Individual Magic cards and complete decks will be sold at the store, along with all the accessories needed for gamers both novice and the seasoned player.

The game uses unique sets of cards and requires equal parts strategy and creativity. With Moen’s shop, he said he wanted to build a close-knit space that will grow into a community for players of all kinds.

“It’s a fun game that’s interactive with people you play with,” Moen said. “It’s super accessible and you can tailor it to how you want to play and there’s a collecting aspect of it that you can get these cool cards and show them off.”

Long-term plans for Moen include opening the shop to host Magic tournaments, with the possibility to expand to other games in the future.

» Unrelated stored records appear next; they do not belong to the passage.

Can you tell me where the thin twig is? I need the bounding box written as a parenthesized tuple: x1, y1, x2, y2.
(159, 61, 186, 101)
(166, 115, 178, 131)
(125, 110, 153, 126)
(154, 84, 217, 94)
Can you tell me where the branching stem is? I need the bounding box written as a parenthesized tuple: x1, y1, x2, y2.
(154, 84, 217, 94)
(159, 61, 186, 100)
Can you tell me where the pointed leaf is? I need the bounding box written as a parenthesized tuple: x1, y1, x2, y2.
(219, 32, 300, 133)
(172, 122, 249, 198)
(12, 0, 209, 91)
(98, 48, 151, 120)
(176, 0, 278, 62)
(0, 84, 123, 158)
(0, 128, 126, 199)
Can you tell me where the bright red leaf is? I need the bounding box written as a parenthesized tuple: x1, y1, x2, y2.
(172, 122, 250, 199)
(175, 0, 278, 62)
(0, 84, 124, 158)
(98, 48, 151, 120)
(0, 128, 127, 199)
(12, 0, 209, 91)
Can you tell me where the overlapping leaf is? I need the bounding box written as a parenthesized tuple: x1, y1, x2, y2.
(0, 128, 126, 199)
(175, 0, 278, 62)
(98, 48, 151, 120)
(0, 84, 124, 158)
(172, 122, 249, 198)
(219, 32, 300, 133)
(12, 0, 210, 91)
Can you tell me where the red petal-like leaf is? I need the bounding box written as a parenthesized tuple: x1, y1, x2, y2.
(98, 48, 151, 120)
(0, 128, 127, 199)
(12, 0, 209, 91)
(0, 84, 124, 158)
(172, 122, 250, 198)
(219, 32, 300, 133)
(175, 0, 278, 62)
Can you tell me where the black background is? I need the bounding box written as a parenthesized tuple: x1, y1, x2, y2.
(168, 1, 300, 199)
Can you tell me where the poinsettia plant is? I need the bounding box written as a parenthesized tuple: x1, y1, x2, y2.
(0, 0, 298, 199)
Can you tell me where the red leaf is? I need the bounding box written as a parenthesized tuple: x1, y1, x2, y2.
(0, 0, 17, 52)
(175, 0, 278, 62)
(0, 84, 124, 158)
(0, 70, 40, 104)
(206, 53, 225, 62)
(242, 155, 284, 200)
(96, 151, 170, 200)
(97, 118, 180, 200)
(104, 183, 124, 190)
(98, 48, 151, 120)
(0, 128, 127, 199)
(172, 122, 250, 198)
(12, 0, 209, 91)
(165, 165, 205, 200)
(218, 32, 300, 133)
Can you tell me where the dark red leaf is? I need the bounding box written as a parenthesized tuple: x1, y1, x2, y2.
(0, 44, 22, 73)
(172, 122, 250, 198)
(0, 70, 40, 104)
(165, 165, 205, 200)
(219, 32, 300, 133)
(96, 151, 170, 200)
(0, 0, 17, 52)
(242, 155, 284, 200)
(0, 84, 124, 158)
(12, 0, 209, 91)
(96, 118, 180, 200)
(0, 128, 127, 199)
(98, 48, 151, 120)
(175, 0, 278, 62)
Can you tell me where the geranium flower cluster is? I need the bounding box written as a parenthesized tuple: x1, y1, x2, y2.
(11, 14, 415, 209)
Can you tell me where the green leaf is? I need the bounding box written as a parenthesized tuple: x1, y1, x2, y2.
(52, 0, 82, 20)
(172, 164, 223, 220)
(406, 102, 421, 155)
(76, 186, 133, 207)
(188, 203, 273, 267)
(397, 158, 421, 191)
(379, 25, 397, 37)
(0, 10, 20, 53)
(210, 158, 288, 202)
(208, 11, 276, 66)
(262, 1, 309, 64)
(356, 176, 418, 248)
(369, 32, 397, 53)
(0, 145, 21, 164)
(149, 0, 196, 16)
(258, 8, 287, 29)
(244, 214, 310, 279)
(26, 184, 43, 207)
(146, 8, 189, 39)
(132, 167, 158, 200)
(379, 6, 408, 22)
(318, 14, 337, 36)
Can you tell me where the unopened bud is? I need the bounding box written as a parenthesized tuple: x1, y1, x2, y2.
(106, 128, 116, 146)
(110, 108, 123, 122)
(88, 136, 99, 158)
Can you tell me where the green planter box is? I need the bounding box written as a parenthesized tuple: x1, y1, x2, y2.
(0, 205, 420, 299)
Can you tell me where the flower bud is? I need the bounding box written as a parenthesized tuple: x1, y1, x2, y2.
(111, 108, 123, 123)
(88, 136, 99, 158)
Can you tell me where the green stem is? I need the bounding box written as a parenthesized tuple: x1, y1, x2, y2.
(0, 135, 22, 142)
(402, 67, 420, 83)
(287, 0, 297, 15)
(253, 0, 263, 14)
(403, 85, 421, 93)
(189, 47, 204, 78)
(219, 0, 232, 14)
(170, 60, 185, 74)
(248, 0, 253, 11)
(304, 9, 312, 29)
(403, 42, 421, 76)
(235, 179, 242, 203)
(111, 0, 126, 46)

Popularized in the 1990s, Magic was eclipsed by competing card games and the meteoric rise in online gaming, but the game has made a comeback in recent years. Thanks to the long history of the game, Magic now appeals to an intergenerational fanbase.

“Long-term players have lots of experience and sought-after sets of cards while new players are excited about learning the game, so a game room is the perfect opportunity to bring all types of players together,” Moen said.

Games of Magic can range from 20 minutes to 90 minutes or more depending on the specific format of each match, with Moen saying he values face-to-face interaction as opposed to the screentime of a computer or phone.

“People get enough screen time with tier electronic devices, and young people need a place to spend their free time,” Moen said. “A game shop offers the chance to share tips, have fun playing and to meet new friends.”